Il Governo ha interpretato la mozione come un tentativo di fermare altri processi contro membri del Partito Democratico. Lee Jae-myong, leader di questo gruppo di centrosinistra, è indagato per diversi casi, tra cui la presunta accettazione di tangenti in relazione a trasferimenti illeciti verso la Corea del Nord e per aver partecipato a un programma di corruzione relativo a un progetto di sviluppo urbano a Seongnam. una città situata nel nord del paese. All’inizio di novembre è stato condannato a una pena detentiva con sospensione della pena per aver violato la legge elettorale rilasciando false dichiarazioni pubbliche durante la campagna presidenziale del 2022, elezioni in cui ha perso con un margine molto stretto (0,73 punti percentuali) rispetto all’attuale presidente.

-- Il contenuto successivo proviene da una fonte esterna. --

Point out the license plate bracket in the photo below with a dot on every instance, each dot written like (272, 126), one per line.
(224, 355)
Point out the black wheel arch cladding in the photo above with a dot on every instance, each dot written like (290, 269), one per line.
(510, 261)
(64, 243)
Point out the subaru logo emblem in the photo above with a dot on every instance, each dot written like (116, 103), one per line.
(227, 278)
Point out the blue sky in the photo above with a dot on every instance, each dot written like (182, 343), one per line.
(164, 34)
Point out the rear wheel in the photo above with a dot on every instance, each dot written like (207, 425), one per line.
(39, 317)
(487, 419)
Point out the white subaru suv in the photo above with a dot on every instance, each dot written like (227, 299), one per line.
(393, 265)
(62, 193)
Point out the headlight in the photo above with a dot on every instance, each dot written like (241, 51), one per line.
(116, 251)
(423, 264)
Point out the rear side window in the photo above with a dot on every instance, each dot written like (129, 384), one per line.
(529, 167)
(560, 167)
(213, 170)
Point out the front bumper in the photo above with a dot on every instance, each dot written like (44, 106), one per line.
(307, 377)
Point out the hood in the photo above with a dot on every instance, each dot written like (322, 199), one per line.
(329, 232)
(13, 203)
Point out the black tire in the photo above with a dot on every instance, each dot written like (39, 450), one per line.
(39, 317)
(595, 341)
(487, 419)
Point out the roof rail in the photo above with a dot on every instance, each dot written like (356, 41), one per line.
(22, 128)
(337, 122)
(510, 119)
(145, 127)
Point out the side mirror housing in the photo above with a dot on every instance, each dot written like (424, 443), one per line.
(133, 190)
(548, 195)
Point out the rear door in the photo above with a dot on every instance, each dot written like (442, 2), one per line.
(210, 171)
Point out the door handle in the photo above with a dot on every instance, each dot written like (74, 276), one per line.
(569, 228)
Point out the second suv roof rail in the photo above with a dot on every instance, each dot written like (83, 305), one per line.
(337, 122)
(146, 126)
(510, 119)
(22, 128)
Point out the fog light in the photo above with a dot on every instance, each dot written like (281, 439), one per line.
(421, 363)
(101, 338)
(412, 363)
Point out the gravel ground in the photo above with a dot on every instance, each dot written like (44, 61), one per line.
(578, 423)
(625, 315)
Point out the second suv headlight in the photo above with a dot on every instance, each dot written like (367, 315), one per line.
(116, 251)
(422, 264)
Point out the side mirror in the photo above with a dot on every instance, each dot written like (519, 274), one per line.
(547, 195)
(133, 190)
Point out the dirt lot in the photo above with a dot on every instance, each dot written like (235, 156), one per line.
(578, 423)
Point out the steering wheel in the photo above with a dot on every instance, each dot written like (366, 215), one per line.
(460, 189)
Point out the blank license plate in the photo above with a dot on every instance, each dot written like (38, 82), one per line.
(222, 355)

Yoon, che assunse la presidenza nel maggio di quell’anno, è il primo leader della democrazia sudcoreana a non aver mai avuto il controllo dell’Assemblea nazionale durante il suo mandato. Nonostante dopo le elezioni legislative di aprile il suo partito fosse ancora più indebolito che nella prima sezione della legislatura, il PPP conserva seggi sufficienti per imporre il veto presidenziale. Yoon ha utilizzato questo meccanismo 12 volte in poco più di due anni, provocando il fallimento di 25 fatture. L’esempio più recente risale appena una settimana fa, dopo che l’Assemblea nazionale ha approvato un progetto di legge che proponeva la nomina di un procuratore speciale per indagare su due accuse legate alla first lady: il suo presunto coinvolgimento in un programma di manipolazione di titoli azionari e la loro presunta interferenza nelle nomine elettorali attraverso un intermediario di potere.
La situazione politica e sociale del Paese è complicata da mesi. Il partito conservatore di Yoon ha subito una grave sconfitta alle elezioni legislative dello scorso aprile, cedendo il potere nell’assemblea unicamerale al principale partito di opposizione, che ha preso quasi due terzi dei seggi. Queste elezioni sono state una sorta di referendum sul presidente, in assenza di progressi tangibili nelle politiche sociali ed economiche. La Corea del Sud si trova ad affrontare problemi quali il rallentamento dell’economia, i prezzi delle case alle stelle e l’aumento dell’inflazione. Soffre inoltre del rapido invecchiamento della popolazione e di un enorme divario di genere. A tutto questo si è aggiunto durante tutto l’anno lo sciopero dei medici iniziato a febbraio che ha causato la cancellazione di operazioni e cure.